Shortly after Shaquille O'Neal was traded to the Phoenix Suns mid-season in 2008, he moved into a new empty apartment. Eager to furnish it quickly, he took a trip to Walmart in the middle of the night and spent about $70,000.
"I have the highest purchase in Walmart history. The CEO will confirm that," O'Neal says on HBO's Real Sports with Bryant Gumbel. Walmart did not respond to request for comment.
"I spent so much American Express thought my credit card was stolen," he says. The card was declined twice, and then he received a call from the security team notifying him of what they suspected was a fraudulent charge.
Once O'Neal confirmed that it was, indeed, "Shaq," the four-time NBA champion worth $400 million, in the Walmart checkout line, they lifted the hold and allowed the purchase to go through. The shopping list included "pants, socks, underwear, tank tops, TVs, printers [and] computers," he says.
In general, O'Neal considers himself a savvy spender, in large part thanks to a lesson his drill-sergeant father taught him. "Every time an athlete would do something crazy, I would get in trouble for it," he says. "So my father did a very great job using scare tactics."
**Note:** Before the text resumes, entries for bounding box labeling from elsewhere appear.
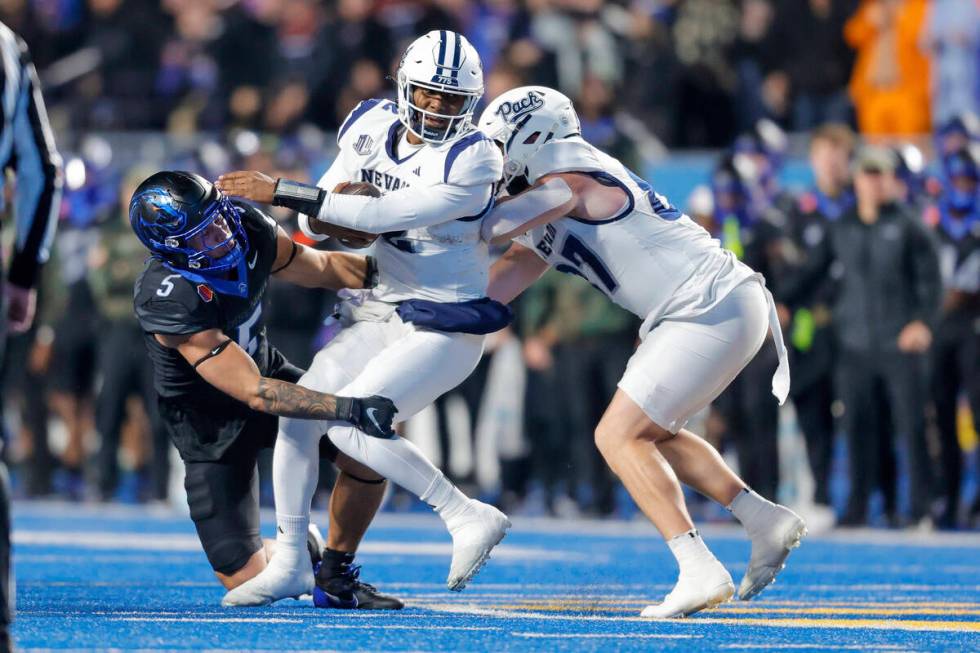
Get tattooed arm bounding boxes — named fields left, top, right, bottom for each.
left=155, top=329, right=397, bottom=438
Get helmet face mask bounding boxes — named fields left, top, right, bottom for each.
left=397, top=30, right=483, bottom=145
left=129, top=172, right=249, bottom=295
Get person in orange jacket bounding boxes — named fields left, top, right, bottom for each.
left=844, top=0, right=930, bottom=136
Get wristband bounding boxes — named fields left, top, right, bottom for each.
left=364, top=256, right=379, bottom=288
left=335, top=397, right=357, bottom=424
left=272, top=177, right=327, bottom=217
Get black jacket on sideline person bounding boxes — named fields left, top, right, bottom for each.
left=778, top=204, right=942, bottom=353
left=779, top=204, right=942, bottom=526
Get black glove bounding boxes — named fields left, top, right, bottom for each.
left=337, top=395, right=398, bottom=439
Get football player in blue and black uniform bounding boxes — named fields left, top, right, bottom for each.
left=129, top=171, right=402, bottom=609
left=928, top=143, right=980, bottom=528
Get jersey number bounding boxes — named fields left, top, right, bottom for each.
left=238, top=303, right=262, bottom=356
left=157, top=274, right=180, bottom=297
left=555, top=233, right=619, bottom=295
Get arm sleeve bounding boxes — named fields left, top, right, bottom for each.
left=7, top=44, right=62, bottom=288
left=317, top=184, right=493, bottom=234
left=906, top=219, right=943, bottom=329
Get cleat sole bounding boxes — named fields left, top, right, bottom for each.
left=446, top=519, right=511, bottom=592
left=738, top=519, right=808, bottom=601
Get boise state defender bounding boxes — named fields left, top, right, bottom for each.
left=130, top=172, right=401, bottom=608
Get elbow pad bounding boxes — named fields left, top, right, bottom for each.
left=480, top=177, right=573, bottom=242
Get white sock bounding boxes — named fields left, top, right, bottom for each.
left=272, top=419, right=323, bottom=566
left=273, top=512, right=310, bottom=566
left=419, top=473, right=469, bottom=522
left=726, top=488, right=773, bottom=531
left=667, top=528, right=715, bottom=574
He recommends living off only 25 percent of your income and saving the remaining 75 percent for retirement or long-term goals. "Money isn't going to last forever," he says. "You've got to save it, you've got to invest it and you've got to be smart."
But as the Walmart episode demonstrates, every once and a while he's prone to make an impulsive purchase. That's how he spent his first NBA paycheck. "I blew it in like 20 minutes," he tells CNBC's "Fast Money." He's not being entirely fair to himself, though, because he didn't throw the money away: "I bought my mom a car, dad a car, paid off their credit, bought them a house."
After that, he says, he started saving.